How Covid-19 Shifted Security Understanding ?

The history of security dates back to earlier times of human beings. It is a vital concern that everybody agrees on its importance, but the perception of security varies among people, and in time they tend to change. In earlier times, the definition of security was very much limited, and the understanding was narrow. However, today we are talking about a wider perception of security, which contains tangible and intangible assets such as information.
Feminists claimed that security should be not only about states, and the individual’s situation has to be also considered. Also, they are in favor of an approach that accepts everything standing in front of the self-realization process of human beings as a security threat. That understanding was not likely to suit a state leader’s attitude until a global crisis happened. With the coronavirus, the situation has changed. Both individuals, and state leaders understand that health can be perceived as a threat and security materials are not only guns, and tanks, or missiles. They also understand that the opportunity cost of giving the biggest share of the income to the military spending cost too much.

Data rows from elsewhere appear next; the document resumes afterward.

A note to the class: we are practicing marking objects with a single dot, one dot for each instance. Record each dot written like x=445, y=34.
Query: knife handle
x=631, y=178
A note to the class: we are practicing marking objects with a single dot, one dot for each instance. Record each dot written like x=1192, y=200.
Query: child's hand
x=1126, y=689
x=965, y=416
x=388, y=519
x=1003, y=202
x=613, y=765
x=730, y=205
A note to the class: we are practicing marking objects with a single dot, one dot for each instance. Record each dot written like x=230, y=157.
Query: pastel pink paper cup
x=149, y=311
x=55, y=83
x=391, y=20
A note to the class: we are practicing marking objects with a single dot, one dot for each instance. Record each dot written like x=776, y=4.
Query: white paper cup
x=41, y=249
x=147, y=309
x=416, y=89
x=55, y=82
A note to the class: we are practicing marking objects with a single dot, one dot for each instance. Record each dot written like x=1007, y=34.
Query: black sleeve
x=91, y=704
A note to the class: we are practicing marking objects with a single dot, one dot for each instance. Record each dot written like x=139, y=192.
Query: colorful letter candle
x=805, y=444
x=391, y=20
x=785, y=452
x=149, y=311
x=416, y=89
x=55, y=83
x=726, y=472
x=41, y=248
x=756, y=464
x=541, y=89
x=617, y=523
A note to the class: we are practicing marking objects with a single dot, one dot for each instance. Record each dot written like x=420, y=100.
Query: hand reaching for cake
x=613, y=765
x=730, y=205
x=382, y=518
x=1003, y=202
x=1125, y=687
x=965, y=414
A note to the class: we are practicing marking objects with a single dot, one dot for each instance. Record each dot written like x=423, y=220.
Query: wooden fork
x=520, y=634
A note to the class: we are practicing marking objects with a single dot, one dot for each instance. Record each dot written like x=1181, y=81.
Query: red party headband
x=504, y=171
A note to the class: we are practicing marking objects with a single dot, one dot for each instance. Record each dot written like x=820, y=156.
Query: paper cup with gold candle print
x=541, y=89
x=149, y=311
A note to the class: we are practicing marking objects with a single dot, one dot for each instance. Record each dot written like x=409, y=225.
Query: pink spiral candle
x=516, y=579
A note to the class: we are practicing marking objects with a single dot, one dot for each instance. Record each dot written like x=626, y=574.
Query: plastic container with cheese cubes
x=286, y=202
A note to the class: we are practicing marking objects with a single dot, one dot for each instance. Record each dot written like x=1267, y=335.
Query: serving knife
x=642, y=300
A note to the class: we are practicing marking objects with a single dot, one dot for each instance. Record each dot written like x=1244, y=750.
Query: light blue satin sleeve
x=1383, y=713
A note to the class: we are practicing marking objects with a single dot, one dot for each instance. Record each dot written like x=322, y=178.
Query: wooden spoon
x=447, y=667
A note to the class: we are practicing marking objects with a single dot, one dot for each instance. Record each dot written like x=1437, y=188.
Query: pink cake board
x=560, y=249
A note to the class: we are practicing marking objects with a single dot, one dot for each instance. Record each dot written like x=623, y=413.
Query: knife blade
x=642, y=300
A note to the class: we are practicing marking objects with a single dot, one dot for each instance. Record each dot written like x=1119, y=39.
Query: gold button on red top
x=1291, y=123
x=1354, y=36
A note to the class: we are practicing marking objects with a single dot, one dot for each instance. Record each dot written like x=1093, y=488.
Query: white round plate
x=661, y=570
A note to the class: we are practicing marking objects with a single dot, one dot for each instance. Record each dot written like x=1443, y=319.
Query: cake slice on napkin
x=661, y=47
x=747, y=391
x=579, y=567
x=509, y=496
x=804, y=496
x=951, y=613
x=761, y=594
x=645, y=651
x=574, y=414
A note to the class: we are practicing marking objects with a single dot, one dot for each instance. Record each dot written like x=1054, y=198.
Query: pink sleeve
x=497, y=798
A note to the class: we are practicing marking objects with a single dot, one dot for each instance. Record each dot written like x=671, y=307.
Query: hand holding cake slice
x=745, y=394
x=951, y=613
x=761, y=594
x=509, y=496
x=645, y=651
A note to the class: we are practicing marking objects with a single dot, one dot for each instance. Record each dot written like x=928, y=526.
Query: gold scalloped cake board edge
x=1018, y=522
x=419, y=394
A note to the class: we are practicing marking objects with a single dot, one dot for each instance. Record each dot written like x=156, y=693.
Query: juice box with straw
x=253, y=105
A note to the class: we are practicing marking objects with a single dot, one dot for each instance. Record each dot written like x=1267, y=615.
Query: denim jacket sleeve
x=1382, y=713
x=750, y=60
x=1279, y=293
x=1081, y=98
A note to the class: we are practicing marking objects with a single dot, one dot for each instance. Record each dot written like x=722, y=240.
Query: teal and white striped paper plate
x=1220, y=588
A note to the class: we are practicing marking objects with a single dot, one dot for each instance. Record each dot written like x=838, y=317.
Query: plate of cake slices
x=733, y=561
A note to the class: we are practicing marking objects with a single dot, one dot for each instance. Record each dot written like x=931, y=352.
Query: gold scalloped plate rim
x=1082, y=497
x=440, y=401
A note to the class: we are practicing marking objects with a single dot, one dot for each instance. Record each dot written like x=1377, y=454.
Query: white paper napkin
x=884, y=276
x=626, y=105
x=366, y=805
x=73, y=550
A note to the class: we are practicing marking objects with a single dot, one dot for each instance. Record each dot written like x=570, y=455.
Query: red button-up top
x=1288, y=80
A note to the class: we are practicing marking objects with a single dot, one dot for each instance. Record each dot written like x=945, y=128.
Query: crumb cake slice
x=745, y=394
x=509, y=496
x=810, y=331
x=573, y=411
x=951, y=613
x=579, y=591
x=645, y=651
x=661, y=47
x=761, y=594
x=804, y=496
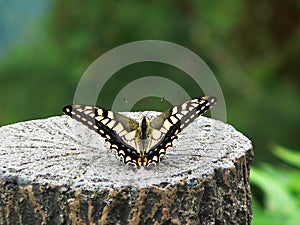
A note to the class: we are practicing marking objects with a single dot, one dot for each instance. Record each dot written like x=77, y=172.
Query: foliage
x=280, y=202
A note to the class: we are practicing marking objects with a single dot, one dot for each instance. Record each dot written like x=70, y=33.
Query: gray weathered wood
x=55, y=171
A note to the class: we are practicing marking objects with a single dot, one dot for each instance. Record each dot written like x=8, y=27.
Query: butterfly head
x=142, y=161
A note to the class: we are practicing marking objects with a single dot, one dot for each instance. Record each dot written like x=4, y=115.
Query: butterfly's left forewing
x=118, y=130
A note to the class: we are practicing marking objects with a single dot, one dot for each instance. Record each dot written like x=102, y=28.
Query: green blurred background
x=252, y=46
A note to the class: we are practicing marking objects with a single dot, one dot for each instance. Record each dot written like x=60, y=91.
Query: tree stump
x=52, y=175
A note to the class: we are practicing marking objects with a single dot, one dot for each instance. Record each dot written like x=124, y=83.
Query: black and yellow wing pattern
x=145, y=142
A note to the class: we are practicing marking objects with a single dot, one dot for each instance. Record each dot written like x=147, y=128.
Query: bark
x=55, y=171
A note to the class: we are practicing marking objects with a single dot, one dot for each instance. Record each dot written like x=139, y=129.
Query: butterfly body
x=140, y=143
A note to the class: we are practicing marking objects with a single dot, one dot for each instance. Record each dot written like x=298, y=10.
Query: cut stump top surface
x=60, y=151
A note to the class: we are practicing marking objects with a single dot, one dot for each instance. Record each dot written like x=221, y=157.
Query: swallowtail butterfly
x=140, y=143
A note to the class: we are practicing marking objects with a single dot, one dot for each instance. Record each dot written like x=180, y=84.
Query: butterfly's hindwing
x=141, y=143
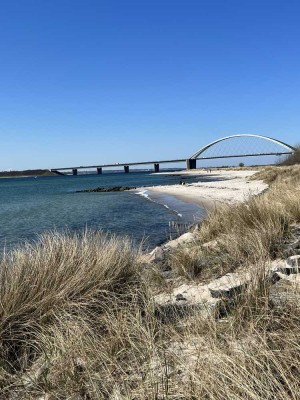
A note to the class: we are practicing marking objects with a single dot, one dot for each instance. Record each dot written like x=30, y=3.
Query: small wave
x=143, y=193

In the future, there may be some other threats that are related to education, infrastructure, agriculture, or health again. When we look at the indicators attentively, we will see that agricultural problems are waiting for human beings thanks to global warming, such as grasshoppers that spread continentally, environmental degradation because of industrialization, and so on. This changing atmosphere of the world directed me to think that not only security, but also every subfield of international relations is changing. Generally accepted theories of the era are also obliged to shift. The changing understanding on the subject of security, provider of the security, and the tools of the security, means that security understanding is shifting towards the Feminist school of International Relations discipline.
Rabia Sezer
References
Blanchard, Eric M. (2003). “Gender, International Relations and the Development of Feminist Security Theory”, Journal of Women in Culture and Society, Volume 28, No 4, p. 1289-1312.

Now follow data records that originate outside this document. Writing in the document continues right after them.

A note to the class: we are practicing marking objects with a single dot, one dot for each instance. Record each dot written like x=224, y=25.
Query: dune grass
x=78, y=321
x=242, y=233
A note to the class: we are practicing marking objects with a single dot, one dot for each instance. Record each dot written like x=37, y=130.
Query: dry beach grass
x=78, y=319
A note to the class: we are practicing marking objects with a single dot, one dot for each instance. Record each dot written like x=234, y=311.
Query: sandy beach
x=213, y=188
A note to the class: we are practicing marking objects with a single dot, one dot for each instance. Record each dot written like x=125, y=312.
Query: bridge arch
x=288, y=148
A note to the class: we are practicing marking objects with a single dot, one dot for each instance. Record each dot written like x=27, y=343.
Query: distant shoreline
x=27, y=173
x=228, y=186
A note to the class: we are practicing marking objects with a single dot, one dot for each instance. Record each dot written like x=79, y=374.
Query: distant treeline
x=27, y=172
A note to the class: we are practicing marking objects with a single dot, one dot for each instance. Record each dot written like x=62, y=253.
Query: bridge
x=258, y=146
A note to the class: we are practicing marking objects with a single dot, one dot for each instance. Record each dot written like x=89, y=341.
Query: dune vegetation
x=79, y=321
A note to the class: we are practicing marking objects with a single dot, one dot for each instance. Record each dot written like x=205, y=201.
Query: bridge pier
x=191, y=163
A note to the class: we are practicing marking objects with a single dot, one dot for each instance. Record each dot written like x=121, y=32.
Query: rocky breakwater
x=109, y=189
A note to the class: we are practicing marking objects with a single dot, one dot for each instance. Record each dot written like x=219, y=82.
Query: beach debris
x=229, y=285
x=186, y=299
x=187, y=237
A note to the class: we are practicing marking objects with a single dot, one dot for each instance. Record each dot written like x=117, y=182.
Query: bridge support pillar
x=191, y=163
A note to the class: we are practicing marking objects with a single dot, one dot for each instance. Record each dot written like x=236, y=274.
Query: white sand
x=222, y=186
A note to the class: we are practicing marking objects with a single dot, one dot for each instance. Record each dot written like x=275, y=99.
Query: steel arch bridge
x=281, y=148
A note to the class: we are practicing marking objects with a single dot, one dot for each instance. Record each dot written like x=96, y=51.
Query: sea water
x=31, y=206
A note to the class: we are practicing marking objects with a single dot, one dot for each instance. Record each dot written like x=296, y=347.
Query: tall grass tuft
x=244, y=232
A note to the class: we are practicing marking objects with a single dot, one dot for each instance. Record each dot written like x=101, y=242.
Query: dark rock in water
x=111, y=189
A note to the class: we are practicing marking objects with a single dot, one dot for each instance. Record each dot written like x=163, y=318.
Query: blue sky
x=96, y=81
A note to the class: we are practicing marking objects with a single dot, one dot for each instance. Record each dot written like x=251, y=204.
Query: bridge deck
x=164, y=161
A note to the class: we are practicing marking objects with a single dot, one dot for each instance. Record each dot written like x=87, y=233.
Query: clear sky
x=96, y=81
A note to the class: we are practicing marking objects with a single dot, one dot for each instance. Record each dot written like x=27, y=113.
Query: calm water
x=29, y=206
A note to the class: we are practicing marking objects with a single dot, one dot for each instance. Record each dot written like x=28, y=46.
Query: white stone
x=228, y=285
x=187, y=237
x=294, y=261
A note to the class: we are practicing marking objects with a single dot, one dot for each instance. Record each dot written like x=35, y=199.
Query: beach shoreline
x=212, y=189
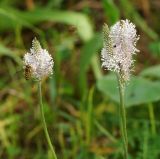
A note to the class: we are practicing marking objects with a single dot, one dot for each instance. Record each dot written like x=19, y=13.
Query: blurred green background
x=81, y=100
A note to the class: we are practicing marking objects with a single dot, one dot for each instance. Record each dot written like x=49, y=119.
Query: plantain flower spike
x=39, y=61
x=119, y=45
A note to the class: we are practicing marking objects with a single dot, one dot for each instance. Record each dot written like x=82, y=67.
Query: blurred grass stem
x=44, y=122
x=123, y=117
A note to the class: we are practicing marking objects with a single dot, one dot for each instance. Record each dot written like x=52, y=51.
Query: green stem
x=123, y=118
x=152, y=118
x=44, y=122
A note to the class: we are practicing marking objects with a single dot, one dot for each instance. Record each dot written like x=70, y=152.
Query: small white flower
x=39, y=60
x=119, y=46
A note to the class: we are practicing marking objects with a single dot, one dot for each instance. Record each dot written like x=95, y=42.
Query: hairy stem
x=123, y=118
x=44, y=122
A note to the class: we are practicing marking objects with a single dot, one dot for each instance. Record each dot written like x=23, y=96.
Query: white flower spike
x=39, y=61
x=119, y=46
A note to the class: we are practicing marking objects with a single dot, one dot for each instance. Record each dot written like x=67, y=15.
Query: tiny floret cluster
x=119, y=46
x=39, y=61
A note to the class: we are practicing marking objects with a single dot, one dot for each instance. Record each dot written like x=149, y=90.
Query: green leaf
x=138, y=91
x=153, y=72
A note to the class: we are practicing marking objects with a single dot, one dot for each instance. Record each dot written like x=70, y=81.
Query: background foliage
x=81, y=100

Demirtaş, Birgül, “Feminizm ve Güvenlik”, Güvenlik Yazıları Serisi, No.3, Eylül 2019. Retrained by https://trguvenlikportali.com/wp-content/uploads/2019/10/FeminizmGuvenlik_BirgulDemirtas_v.2.pdf
Gasztold, Aleksandra. (2017), A feminist approach to security studies, Przegląd Politologiczny
Peterson, V. Spike (1992), “Security and Sovereign States: What Is at Stake in Taking Feminism Seriously?” Sylvester, Christine. (1994), Feminist Theory and International Relations in the Post-Modern Era, Cambridge University Press, Cambridge.